How to fix: IPA BINARY CODE ANALYSIS in iOS swift

Question

Bhargav_Subbarao OP

Created Nov ’23

Replies 1

Boosts 0

Views 2.2k

Participants 2

I received the MOBSF security check result PDF, where I found some "High" severity issues.

1.Binary makes use of insecure API(s) with high CWE: CWE-676: Use of Potentially Dangerous Function OWASP Top 10: M7: Client Code Quality OWASP MASVS: MSTG-CODE-8. The binary may contain the following insecure API(s): _sscanf, _memcpy, _fopen.

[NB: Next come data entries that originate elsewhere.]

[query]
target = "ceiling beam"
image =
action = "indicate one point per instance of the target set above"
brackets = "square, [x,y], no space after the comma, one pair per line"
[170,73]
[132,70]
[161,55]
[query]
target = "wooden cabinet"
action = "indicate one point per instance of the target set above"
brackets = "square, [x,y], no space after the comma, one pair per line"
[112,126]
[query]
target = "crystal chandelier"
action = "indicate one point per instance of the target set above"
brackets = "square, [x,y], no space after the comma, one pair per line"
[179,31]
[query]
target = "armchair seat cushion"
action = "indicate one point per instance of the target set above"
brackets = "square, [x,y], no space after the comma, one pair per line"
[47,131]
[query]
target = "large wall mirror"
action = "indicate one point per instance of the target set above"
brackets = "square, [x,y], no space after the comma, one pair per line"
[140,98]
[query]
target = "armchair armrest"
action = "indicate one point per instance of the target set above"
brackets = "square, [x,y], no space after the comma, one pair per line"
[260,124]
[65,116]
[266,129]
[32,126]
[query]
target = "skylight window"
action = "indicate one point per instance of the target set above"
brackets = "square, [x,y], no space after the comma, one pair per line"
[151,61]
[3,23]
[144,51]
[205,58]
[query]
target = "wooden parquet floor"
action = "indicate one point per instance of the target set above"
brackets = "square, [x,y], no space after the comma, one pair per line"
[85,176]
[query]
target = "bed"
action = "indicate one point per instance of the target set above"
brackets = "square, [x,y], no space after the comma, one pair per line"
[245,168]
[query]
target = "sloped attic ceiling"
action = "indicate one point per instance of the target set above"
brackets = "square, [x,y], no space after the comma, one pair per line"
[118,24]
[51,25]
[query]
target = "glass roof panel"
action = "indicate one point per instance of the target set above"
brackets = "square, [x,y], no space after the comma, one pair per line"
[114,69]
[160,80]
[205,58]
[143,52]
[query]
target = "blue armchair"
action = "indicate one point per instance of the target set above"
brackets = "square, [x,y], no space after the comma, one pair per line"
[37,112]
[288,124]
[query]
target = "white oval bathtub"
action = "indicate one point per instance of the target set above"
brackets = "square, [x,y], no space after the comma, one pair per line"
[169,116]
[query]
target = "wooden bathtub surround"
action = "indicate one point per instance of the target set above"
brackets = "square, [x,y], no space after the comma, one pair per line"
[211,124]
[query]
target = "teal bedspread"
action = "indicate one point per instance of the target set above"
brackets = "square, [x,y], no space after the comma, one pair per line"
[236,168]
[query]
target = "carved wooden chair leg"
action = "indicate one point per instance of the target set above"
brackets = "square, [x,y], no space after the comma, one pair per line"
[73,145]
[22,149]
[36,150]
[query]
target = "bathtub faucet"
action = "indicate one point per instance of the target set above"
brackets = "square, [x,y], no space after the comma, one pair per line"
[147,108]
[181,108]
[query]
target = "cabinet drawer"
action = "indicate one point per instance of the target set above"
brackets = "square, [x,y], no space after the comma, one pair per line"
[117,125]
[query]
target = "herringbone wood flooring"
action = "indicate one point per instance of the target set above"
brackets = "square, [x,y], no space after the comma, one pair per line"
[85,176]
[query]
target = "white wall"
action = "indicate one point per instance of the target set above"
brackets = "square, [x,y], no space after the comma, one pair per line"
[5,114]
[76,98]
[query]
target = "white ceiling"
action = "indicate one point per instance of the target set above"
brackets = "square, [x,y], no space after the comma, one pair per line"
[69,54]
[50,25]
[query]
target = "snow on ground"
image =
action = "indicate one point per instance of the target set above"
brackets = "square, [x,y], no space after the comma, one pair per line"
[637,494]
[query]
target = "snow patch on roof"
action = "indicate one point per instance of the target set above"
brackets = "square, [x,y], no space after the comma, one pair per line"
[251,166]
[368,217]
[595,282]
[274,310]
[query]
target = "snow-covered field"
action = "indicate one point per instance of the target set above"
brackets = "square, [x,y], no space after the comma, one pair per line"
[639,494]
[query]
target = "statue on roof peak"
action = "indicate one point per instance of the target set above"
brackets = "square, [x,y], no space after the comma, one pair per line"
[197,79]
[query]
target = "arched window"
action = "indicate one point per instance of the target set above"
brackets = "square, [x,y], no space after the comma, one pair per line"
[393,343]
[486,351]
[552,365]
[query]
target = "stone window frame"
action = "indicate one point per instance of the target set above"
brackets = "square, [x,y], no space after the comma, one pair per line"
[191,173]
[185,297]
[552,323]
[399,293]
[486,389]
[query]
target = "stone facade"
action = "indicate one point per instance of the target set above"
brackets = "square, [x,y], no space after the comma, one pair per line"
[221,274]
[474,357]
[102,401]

2.Binary makes use of the malloc function with high CWE: CWE-789: Uncontrolled Memory Allocation OWASP Top 10: M7: Client Code Quality OWASP MASVS: MSTG-CODE-8. The binary may use the _malloc function instead of calloc.

I have utilized a static analyzer, but I am unable to identify the APIs such as _sscanf and others in my codebase.

This issue is not being shown in Xcode IDE either. I have attempted static analysis in Xcode using the approach: Product -> Analyze, but I am still unable to identify the mentioned issues.

Can anyone please help me overcome this scenario and successfully pass the MOBSF test?

Thanks in Advance

Boost

Answer 1

DTS Engineer OP

Apple

Nov ’23

I am unable to identify the APIs such as _sscanf and others in my codebase.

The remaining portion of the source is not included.